WASHINGTON — The most significant “super” political committees in this year’s presidential campaign revealed the names of their wealthy donors Tuesday. The casino mogul who, with his wife, contributed
$10 million to Newt Gingrich’s group, gave five times more than the group collected from all other sources.
The new financial reports, which offered a detailed accounting of money collected and spent by super PACs, underscored how millionaires and billionaires are influencing the presidential election behind the scenes.
The group supporting Mitt Romney, Restore Our Future, said it collected $17.9 million in contributions since July, most of which it spent on advertisements supporting Romney or attacking Gingrich. The top four donors to the group were hedge fund managers. The pro-Romney group waited to file its report until hours after Romney was projected the winner in Florida’s important GOP primary, just ahead of the midnight deadline.
Casino mogul Sheldon Adelson and his wife, who collectively gave $10 million this month to the pro-Gingrich group, Winning Our Future, were not listed in the latest filings because the reporting period covered 2011. But the group’s reports showed only $2 million in donations, making the Adelsons by far the paramount backers in Gingrich’s Republican candidacy.
Adelson, a staunch advocate for Israel, was rewarded in Gingrich’s speech in Florida late Tuesday with a renewed promise by the candidate that, if elected, he would relocate the U.S. Embassy in Israel to Jerusalem. Adelson has long supported such a move.
American Crossroads, the Republican group backed by former George W. Bush adviser Karl Rove, said it raised $51 million along with its nonprofit arm last year. Most of its $11 million in contributions over the past three months came from roughly a dozen wealthy donors.
While most recent public attention has focused on super PACs spending major sums for negative TV ads assailing Romney and Gingrich, Tuesday’s figures are a sign of even greater spending to come in the
general election battle between the Republican nominee and Democratic President Barack Obama.
The super PACs’ war chests underscore the extraordinary impact the groups will have on this year’s race. In GOP primaries so far, groups working for or against presidential candidates have spent roughly $25 million on TV ads — about half the nearly $53 million spent on advertising so far to influence voters in the early weeks of the race.
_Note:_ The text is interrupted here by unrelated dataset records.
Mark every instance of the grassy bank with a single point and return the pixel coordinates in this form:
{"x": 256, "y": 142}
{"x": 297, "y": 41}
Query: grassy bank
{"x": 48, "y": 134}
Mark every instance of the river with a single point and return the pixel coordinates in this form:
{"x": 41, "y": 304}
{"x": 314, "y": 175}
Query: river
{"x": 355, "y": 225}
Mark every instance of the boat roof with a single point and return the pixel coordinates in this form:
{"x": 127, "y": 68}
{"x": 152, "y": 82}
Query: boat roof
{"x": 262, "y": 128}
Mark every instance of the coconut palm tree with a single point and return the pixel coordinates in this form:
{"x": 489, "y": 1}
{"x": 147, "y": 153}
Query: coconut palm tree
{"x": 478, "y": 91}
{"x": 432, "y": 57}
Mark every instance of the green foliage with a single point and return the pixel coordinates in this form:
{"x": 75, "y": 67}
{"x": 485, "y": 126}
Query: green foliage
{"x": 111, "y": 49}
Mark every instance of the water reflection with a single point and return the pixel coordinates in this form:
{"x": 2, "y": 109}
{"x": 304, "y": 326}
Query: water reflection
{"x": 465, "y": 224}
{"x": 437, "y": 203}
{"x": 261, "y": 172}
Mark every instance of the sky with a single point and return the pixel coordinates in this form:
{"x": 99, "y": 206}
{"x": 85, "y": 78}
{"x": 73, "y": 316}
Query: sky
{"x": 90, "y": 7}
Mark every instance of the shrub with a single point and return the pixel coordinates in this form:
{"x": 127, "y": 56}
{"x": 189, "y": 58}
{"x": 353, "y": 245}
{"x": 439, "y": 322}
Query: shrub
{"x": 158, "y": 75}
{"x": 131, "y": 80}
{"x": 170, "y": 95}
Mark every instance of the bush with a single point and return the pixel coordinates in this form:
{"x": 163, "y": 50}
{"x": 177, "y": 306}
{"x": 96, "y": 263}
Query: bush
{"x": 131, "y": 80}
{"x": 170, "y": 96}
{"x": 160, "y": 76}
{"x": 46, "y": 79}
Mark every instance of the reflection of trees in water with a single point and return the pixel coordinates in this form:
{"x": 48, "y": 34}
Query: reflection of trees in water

Crossroads’ financial reports identify wealthy donors who had given contributions reaching as high as seven figures by the end of 2011. Among the largest contributors was Dallas businessman Harold Simmons, who gave the group $5 million in November and whose holding company, Contran Corp., donated an additional $2 million Simmons is a major donor to GOP and conservative causes who pumped as much as $4 million into the “swift boat” campaign that helped sink Democratic presidential nominee Sen. John Kerry in 2004. Simmons, an early supporter of Texas Gov. Rick Perry’s presidential run, also was a fundraising “bundler” putting donations together for Arizona Sen. John McCain.